In this instance, the “mine” was his crowd at the inauguration versus that of Barack Obama.
Sad.

In their own ways, both Trump and some Democrats made a similar point: the election is over and the protesters should have made their views known at the ballot box. This is nonsense, of course; those very responsible people almost certainly voted and many of them probably worked hard for Hillary Clinton. More importantly, this argument obscures the fact that Clinton gave them (us) precious little reason to feel enthusiastic. Having available the most progressive platform in the history of the Democratic Party, some of whose planks were forced on her, she managed to run a campaign that left cold a significant part of the Democratic base. Hillary and her chosen technocrats ran the kind of campaign they wanted;
the election was hers to lose and lose it she did.

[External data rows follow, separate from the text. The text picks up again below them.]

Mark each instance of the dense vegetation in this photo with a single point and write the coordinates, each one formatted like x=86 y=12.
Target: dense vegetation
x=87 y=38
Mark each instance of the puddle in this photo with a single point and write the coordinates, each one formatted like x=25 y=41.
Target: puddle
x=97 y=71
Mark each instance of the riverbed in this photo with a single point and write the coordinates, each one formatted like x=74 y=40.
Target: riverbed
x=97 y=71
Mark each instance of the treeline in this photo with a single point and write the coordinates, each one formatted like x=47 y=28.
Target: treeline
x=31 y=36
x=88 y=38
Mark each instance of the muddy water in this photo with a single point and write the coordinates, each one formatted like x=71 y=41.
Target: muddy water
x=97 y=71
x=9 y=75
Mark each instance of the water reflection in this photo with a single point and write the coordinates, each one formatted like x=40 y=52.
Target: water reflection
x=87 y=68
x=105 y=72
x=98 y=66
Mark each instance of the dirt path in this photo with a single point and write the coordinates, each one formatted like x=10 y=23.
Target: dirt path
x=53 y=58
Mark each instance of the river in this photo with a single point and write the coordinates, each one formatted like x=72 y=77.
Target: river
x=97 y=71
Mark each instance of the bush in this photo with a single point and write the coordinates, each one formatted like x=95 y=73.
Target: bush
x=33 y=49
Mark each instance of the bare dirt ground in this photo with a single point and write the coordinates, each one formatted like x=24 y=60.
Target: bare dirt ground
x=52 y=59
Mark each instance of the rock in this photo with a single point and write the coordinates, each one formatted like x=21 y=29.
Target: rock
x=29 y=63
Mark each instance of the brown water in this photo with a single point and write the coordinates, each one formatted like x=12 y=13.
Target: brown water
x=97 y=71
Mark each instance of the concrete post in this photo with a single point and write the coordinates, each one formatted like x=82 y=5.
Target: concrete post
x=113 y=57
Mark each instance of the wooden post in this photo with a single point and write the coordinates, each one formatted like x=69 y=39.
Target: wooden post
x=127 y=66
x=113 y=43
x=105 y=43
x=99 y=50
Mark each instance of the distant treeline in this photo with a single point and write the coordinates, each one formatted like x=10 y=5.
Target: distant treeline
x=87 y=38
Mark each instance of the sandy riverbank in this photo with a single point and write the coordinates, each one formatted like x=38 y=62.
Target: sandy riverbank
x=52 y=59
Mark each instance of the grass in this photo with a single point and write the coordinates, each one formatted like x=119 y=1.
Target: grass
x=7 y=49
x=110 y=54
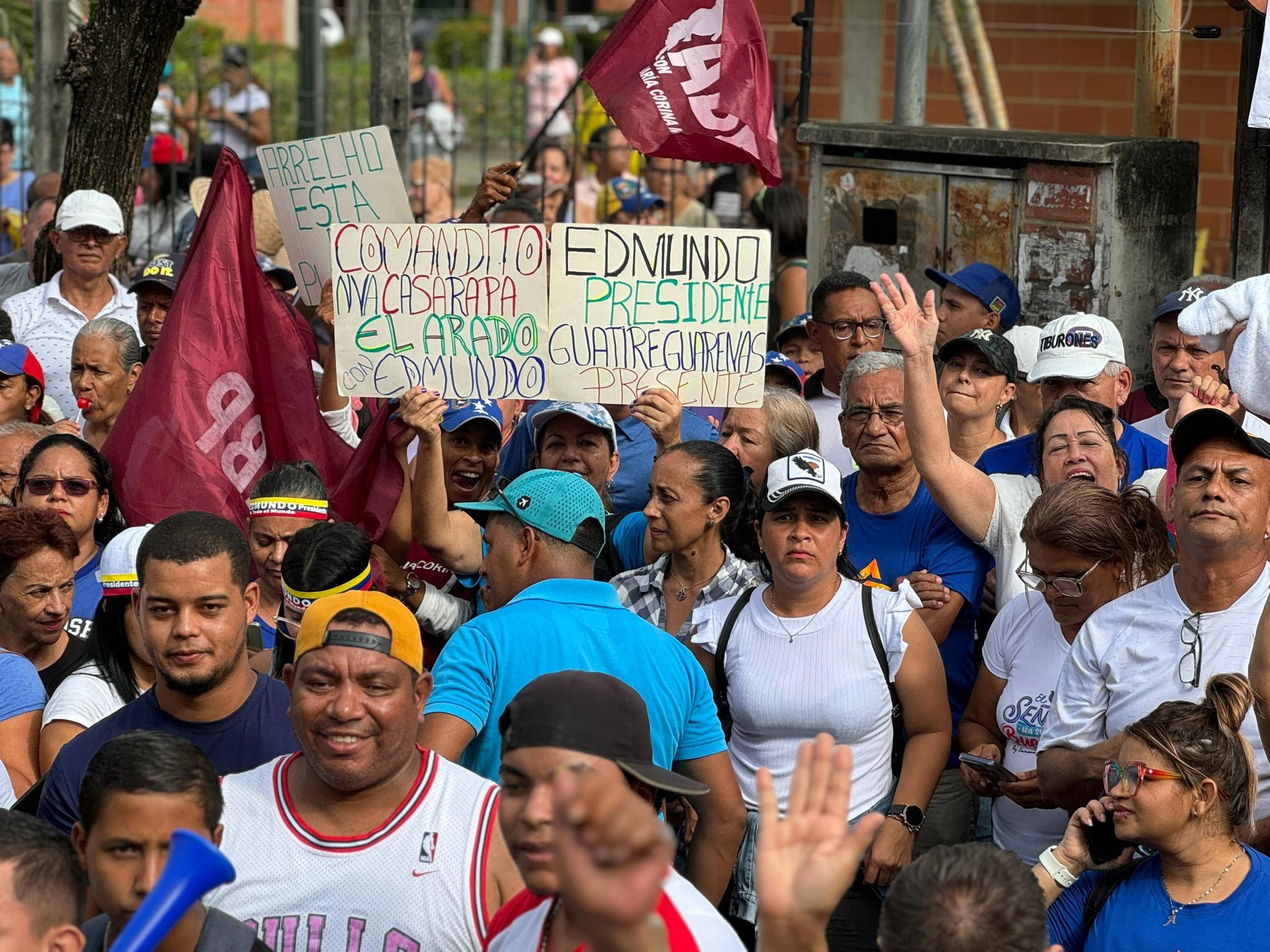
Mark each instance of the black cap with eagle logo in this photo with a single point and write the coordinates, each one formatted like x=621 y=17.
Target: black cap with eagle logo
x=807 y=471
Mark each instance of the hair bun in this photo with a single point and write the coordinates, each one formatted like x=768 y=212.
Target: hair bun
x=1230 y=696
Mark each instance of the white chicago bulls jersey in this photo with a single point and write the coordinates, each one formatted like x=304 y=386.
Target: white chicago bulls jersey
x=414 y=884
x=691 y=923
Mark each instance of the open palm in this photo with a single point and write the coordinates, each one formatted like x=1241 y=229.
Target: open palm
x=912 y=324
x=808 y=860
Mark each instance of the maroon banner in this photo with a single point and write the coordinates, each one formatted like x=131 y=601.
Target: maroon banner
x=229 y=390
x=685 y=81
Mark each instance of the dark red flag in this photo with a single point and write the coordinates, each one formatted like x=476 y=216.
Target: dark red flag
x=229 y=391
x=687 y=81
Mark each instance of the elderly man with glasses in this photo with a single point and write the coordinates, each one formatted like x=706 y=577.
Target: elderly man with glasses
x=846 y=322
x=88 y=232
x=1165 y=640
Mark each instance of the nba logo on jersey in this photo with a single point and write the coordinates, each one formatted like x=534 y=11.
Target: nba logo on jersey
x=429 y=848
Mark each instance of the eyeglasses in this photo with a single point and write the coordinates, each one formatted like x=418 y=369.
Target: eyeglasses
x=889 y=415
x=82 y=236
x=286 y=626
x=1194 y=658
x=845 y=330
x=1066 y=586
x=1127 y=780
x=73 y=487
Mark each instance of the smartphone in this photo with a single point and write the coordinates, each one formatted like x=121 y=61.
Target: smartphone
x=1103 y=843
x=988 y=769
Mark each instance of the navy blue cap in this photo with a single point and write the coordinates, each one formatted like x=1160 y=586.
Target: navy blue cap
x=991 y=286
x=775 y=359
x=1178 y=302
x=466 y=410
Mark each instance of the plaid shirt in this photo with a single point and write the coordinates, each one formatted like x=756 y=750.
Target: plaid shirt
x=642 y=589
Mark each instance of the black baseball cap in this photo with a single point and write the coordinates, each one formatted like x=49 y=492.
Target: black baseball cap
x=995 y=348
x=1202 y=426
x=593 y=714
x=161 y=270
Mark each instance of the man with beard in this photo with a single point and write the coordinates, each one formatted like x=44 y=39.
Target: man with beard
x=195 y=602
x=362 y=839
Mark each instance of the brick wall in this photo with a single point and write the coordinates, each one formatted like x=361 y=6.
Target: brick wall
x=235 y=18
x=1055 y=76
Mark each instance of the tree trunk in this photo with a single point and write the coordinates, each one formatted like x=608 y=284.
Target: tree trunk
x=113 y=65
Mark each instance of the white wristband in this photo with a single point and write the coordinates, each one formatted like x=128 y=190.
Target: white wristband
x=1059 y=873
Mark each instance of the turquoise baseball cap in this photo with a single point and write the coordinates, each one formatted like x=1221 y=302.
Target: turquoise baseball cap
x=551 y=501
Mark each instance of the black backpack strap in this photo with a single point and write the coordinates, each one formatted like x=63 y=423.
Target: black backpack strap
x=897 y=718
x=1101 y=892
x=721 y=671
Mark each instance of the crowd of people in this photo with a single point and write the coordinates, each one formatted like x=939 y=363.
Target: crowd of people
x=961 y=640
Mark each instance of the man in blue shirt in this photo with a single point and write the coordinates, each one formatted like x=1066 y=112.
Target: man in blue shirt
x=195 y=602
x=894 y=530
x=543 y=534
x=637 y=448
x=1081 y=355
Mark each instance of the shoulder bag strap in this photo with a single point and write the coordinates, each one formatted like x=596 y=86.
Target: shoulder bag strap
x=721 y=671
x=897 y=719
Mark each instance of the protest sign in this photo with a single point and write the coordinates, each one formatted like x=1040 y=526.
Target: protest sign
x=326 y=182
x=638 y=307
x=460 y=309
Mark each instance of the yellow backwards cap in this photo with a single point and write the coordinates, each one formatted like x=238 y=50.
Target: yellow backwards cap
x=406 y=644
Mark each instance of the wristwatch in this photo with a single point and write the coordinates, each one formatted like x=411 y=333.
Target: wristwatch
x=912 y=816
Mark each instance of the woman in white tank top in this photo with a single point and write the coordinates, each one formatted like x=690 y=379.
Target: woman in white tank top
x=799 y=660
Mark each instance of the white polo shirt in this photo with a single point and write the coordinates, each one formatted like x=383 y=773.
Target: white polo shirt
x=1124 y=664
x=47 y=323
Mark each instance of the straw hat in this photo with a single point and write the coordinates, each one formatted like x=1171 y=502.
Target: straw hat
x=269 y=235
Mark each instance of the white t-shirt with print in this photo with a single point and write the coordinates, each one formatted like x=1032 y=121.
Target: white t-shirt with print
x=1126 y=662
x=785 y=690
x=1025 y=648
x=84 y=699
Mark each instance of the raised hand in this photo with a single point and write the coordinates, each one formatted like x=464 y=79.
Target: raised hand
x=808 y=860
x=611 y=855
x=662 y=413
x=1209 y=391
x=913 y=325
x=495 y=187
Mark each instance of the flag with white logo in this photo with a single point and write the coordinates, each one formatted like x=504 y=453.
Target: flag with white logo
x=685 y=79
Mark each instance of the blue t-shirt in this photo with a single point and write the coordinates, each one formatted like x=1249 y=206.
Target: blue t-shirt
x=564 y=625
x=636 y=451
x=920 y=536
x=1135 y=913
x=1018 y=456
x=88 y=593
x=254 y=734
x=23 y=691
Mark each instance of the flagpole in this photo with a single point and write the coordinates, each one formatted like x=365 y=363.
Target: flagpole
x=804 y=19
x=546 y=125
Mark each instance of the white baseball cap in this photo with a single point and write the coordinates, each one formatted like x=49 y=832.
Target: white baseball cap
x=1025 y=339
x=1078 y=346
x=550 y=36
x=117 y=570
x=807 y=471
x=89 y=208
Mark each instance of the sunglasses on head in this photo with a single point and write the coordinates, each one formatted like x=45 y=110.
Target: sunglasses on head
x=73 y=487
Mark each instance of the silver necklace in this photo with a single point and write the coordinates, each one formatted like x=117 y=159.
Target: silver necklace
x=1175 y=908
x=771 y=604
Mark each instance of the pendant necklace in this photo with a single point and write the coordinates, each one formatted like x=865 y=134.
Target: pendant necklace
x=1175 y=908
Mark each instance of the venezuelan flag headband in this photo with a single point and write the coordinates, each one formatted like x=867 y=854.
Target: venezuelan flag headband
x=300 y=601
x=287 y=506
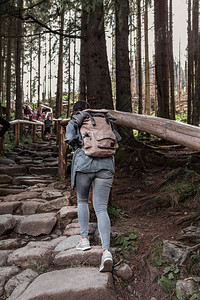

Inevitably, the Pussy Hat rallies had a diversity of speakers (in the case of Boston, there were two Native American speakers, not including Elizabeth Warren). And, yes, the crowd was mostly middle class. There was some labor sponsorship, but the demonstrators were not working people, on the whole. This should not concern even those of us who want more attention paid to the needs of poor and working people. Social Democracy is an ideology of human liberation, and while it certainly includes economic justice, it also covers a broad spectrum from gender equality to equality of sexual orientation. To borrow from Sheri Berman, Social Democracy is a cross-class coalition. From moment to moment, groups of us will emphasize one aspect or another. While doing so, it is important that we not lose sight of our role of fighting against all forms of oppression.